Le président français joue une part importante de son crédit politique sur cette mesure phare de son second quinquennat, symbole de sa volonté affichée de réformer mais qui cristallise la grogne d’une partie des Français à son encontre.

En février, des amendements déposés par l’alliance de gauche (Nupes) avaient empêché l’Assemblée de se prononcer sur cette réforme contestée de toutes parts, sans même parvenir à examiner l’article 7 au cœur du projet, prévoyant le recul de l’âge de départ de 62 à 64 ans.

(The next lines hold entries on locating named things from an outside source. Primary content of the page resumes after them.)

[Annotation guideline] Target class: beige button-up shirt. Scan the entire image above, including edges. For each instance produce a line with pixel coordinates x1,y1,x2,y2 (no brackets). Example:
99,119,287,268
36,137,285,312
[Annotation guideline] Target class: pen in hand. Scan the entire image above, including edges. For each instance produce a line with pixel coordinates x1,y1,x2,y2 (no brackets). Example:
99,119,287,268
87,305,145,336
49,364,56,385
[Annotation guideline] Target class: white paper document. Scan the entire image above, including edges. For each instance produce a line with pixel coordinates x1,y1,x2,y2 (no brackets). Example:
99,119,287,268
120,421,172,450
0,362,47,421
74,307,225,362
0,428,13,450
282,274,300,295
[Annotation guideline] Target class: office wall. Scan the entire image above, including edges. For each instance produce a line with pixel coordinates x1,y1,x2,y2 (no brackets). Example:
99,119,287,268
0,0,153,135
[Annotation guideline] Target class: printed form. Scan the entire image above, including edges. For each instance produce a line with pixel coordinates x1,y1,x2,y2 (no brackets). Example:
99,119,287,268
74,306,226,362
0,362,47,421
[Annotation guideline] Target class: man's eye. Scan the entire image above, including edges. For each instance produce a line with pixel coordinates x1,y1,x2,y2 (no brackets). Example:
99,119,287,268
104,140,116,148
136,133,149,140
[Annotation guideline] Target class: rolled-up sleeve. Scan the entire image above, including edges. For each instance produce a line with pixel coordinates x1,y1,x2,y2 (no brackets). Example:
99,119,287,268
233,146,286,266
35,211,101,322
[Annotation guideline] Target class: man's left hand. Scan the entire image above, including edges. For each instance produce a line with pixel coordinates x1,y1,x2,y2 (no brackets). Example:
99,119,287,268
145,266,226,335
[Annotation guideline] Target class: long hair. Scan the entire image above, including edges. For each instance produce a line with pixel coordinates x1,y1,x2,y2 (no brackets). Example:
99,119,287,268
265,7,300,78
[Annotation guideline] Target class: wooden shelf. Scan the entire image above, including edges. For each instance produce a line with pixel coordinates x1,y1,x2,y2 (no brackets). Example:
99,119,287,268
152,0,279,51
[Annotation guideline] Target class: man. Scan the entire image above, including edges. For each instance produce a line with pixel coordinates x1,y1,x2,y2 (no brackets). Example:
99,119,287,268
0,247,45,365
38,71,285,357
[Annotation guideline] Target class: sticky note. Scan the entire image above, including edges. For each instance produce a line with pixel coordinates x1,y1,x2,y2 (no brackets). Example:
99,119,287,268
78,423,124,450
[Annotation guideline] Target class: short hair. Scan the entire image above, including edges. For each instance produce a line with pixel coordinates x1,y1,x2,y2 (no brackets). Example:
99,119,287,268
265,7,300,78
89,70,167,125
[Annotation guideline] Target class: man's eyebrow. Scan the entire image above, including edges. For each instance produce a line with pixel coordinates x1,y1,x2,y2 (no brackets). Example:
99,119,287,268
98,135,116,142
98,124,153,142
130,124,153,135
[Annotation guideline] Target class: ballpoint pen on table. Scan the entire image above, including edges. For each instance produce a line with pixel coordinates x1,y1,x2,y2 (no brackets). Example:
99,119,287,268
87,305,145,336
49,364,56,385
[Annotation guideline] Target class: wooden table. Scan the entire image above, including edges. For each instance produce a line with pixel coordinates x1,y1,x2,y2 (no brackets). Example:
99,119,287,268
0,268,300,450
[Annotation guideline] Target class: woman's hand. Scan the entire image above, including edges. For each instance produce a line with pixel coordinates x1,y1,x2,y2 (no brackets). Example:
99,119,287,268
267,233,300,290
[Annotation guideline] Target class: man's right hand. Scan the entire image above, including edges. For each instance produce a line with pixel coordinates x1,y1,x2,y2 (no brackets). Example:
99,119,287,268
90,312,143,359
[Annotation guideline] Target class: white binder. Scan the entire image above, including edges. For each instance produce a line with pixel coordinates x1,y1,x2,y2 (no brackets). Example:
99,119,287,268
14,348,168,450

Au Sénat, où La France insoumise (LFI) ne dispose pas d’élus, les débats ont été plus houleux qu’attendu. Afin d’accélérer des discussions qui s’éternisaient, le ministre du Travail avait dégainé l’article 44.3 de la Constitution, qui permet un vote unique sur l’ensemble du texte sans mettre aux voix les amendements auxquels le gouvernement est défavorable.

C’est désormais au tour de la commission mixte paritaire (CMP) d’entrer en scène, avec l’objectif de parvenir à un compromis sur les mesures qu’Assemblée et Sénat n’ont pas votées dans les mêmes termes. Le camp présidentiel et la droite semblent avoir la main sur cette commission.

Vendredi, M. Macron a déclaré que la réforme des retraites devait aller à son « terme » au Parlement, laissant entendre qu’il n’excluait rien, y compris le recours à une adoption sans vote via l’article 49.3 de la Constitution.

Après dix 49.3 sur le budget cet automne, le gouvernement voudrait s’épargner le recours à cette arme constitutionnelle qui permet de faire passer un texte sans vote, mais que les oppositions dénoncent comme un « coup de force ».

Le cas échéant, les oppositions riposteraient par des « motions de censure », pour tenter de faire tomber le gouvernement. Une seule motion a été couronnée de succès sous la Ve République, le 5 octobre 1962, renversant le gouvernement du Premier ministre Georges Pompidou.